Our Ghost Democracy

“Secrets are lies, sharing is caring, and privacy is theft.” – The Circle, Dave Eggers (2013)

As Putin slides to another victory and is elevated to “Vozhd” our own democracy is being exposed as never before.

The Kremlin’s message, conveyed through RT’s editor-in-chief: “Putin used to be just our president and could be replaced. Now he is our Vozhd. And we won’t let him be replaced.”

[“Vozhd” is usually reserved for Communist leaders (Stalin,Lenin) & chieftains].

We should have the greatest of contempt for Russian democracy, but ours it appears is enthrall to the dark arts of ‘ghost democracy’. Tonight Cambridge Analytica is being exposed, tomorrow it will be bust. Facebook is tanking.

Almost $20bn (£14bn) was wiped off the social network company in the first few minutes of trading on the Nasdaq stock exchange, where Facebook opened down more than 3%. By midday, the company’s share price losses had multiplied to more than $40bn, making the day its worst in more than five years.

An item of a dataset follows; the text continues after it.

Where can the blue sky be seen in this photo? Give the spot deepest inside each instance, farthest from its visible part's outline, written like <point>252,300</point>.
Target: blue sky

Tonight Elizabeth Denham, Britain’s data regulator is getting a warrant to raid Cambridge Analytica and seize its servers.

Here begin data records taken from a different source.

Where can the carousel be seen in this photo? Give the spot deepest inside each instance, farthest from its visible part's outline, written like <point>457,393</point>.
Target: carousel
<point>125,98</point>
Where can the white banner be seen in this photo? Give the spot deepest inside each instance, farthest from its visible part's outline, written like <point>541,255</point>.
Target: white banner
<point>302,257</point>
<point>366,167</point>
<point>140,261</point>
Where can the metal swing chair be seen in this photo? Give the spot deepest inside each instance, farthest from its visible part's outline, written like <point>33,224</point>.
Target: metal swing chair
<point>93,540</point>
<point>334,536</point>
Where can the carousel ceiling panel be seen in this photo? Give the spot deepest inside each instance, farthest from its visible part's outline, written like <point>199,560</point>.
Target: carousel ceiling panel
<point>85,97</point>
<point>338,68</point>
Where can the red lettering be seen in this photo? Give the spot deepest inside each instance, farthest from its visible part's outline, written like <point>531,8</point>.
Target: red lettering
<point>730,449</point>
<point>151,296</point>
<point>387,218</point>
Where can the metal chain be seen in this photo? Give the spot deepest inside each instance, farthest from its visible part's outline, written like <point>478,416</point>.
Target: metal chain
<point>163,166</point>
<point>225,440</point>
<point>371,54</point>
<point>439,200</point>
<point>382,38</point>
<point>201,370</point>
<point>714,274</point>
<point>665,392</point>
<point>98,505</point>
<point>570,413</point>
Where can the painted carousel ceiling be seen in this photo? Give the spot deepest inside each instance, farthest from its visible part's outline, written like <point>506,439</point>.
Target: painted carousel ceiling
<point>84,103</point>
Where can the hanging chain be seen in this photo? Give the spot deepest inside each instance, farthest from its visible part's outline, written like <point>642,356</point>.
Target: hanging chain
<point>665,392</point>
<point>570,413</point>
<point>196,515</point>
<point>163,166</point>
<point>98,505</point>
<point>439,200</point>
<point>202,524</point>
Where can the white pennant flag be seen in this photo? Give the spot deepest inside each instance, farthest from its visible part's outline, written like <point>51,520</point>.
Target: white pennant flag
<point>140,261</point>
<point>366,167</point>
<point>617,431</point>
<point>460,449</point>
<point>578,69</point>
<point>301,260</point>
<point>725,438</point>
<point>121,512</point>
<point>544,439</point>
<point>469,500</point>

Amongst a series of killer lines the Cambridge Analytica CEO says to a journalist posing as a prospective candidate:

“It doesn’t need to be true, as long as it’s believed”.

But the issue goes far beyond a dodgy PR firm (of which there are many). The question is: did the firms activities win the US election for Trump and Brexit for Leave?

As Paul Mason writes:

“Facebook let a firm called GSR scrape 50 million user profiles and sell the data to another firm, Cambridge Analytica, whose express purpose was to manipulate electoral behaviour in favour of Donald Trump. That’s the one-paragraph summary of a story that will unfold with increasing complexity this week.”

The other question that’s hanging tonight is what other political groups, private organisations and political parties (like the Conservatives) have tie to Cambridge Analytica?

Here in a brilliant piece of journalism is Channel 4 News expose of Cambridge Analytica …

 

The deeper question is perhaps about our own complicity in this.

We are after all part of the problem with our ambivalence to surveillance, our lazy addiction to the dopamine hit of social media and our listless obsession with the material.

The state of mesmerising propaganda being leaked out into what passes for the public-sphere often does not have a single purpose. It is as much to sow confusion and disorientation and division as much as anything else.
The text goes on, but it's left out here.